Sitting there, still looking at the certification plaque, Badge realized he had never felt so depressed in his life. He hadn’t known a person could feel so depressed. 

He was wishing he hadn’t been so certain that Diff would visit a brothel on his way home tonight. He was wishing he hadn’t recognized that he hoped Diff would. He was especially wishing he hadn’t realized, that sometime soon, he would have to decide whether he himself would stop there, too. Then it came to him that he had to make that decision now; and with that recognition, as ordained by a simple line of logic, his depression evaporated. If he could resolve, truly resolve, never to visit a whorehouse, then very likely, Diff had long ago made a similar resolution. 

Then he began to feel depressed again for being irritated with Diff and Bryant out on the highway with the hot wind rushing through the windows of the truck. Also, he recognized it didn’t demonstrate much gumption to make up his mind never to visit a cathouse in the future when he wasn’t willing to give up his present vices, foremost among which was a non-stop daydream about fornicating with LillieDale. So he decided to abandon his fantasy of having to marry LillieDale, which made him feel depressed in a different sort of way because he could see there wasn’t any end to this business of moral reformation, it now being his clear duty to learn how to get through the tedium of the day without fantasies of any sort. With something of an inward groan, he made up his mind to get by with nothing but facts all day long.

But it didn’t seem like there was much to live for on a steady diet of only facts all day long. Maybe things would change when he became an adult. But he wasn’t sure, having observed good, decent adults for fourteen years. He never saw adults really enjoying themselves. They were mostly dedicated to work and worry and wondering if the price of pinto beans would hold up long enough to allow for a profit on the twenty acres of dryland planted to them.
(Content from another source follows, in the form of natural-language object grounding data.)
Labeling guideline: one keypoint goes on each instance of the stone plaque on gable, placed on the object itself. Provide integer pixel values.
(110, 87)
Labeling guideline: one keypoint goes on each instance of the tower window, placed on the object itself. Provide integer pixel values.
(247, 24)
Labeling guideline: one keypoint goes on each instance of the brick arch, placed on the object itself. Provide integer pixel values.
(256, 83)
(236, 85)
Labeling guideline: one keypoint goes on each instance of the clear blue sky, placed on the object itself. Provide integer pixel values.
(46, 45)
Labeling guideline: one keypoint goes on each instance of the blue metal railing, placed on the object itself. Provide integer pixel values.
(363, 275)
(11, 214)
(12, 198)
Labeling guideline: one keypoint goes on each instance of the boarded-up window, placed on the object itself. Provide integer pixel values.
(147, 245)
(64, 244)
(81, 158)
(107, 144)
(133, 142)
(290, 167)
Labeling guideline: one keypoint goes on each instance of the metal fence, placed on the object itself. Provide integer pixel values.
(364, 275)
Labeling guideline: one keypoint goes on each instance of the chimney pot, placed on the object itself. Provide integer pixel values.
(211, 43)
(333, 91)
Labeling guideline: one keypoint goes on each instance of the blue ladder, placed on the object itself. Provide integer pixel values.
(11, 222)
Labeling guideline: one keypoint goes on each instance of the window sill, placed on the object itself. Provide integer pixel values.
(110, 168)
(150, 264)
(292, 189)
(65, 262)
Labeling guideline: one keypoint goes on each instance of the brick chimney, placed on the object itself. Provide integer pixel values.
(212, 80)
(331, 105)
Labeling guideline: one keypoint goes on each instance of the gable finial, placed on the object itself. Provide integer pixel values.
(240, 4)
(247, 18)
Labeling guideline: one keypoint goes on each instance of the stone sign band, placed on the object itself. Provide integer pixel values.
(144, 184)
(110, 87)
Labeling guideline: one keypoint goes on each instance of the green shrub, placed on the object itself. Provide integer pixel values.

If adults tried to catch a moment of relaxation with a book in the evening, they promptly went to sleep in their chair. If they went to a movie, they went to sleep. At least, Badge’s parents did. Also they went to sleep when they went to church— though as far as church was concerned, going to sleep could be considered a mercy. Nonetheless, facts were facts, and sooner or later Badge had to accept them. 

Pretty soon, Bryant came back inside the office. “Making concrete blocks with a big machine isn’t much different than mixing cement in a trough and pouring it into molds with a shovel,” he said. 

He sat down in a chair facing Badge and said, “A guy just came into the yard and reported one of the delivery trucks was broken down, and Uncle Trevor just said, ‘Dang!’” 

“My dad would’ve said ‘Dadgost it!’” Badge observed.

“Where did he get that word?” 

“Just made it up, I think.” 

“Braunhils don’t ever swear, I guess,” Bryant said.

They sat staring at each other for a while. “I’ve been thinking,” Badge said. “What if we give up on that Dogfrey Club business? I have in mind when we get home I’m going to take my knife and dig that little sign off that pillar on the porch.” 

Bryant tilted his head and rolled his eyes upward to show he was weighing the matter carefully. 

“It was a dumb idea,” Badge said. 

Bryant nodded. “Yeah,” he said, “it kind of was.”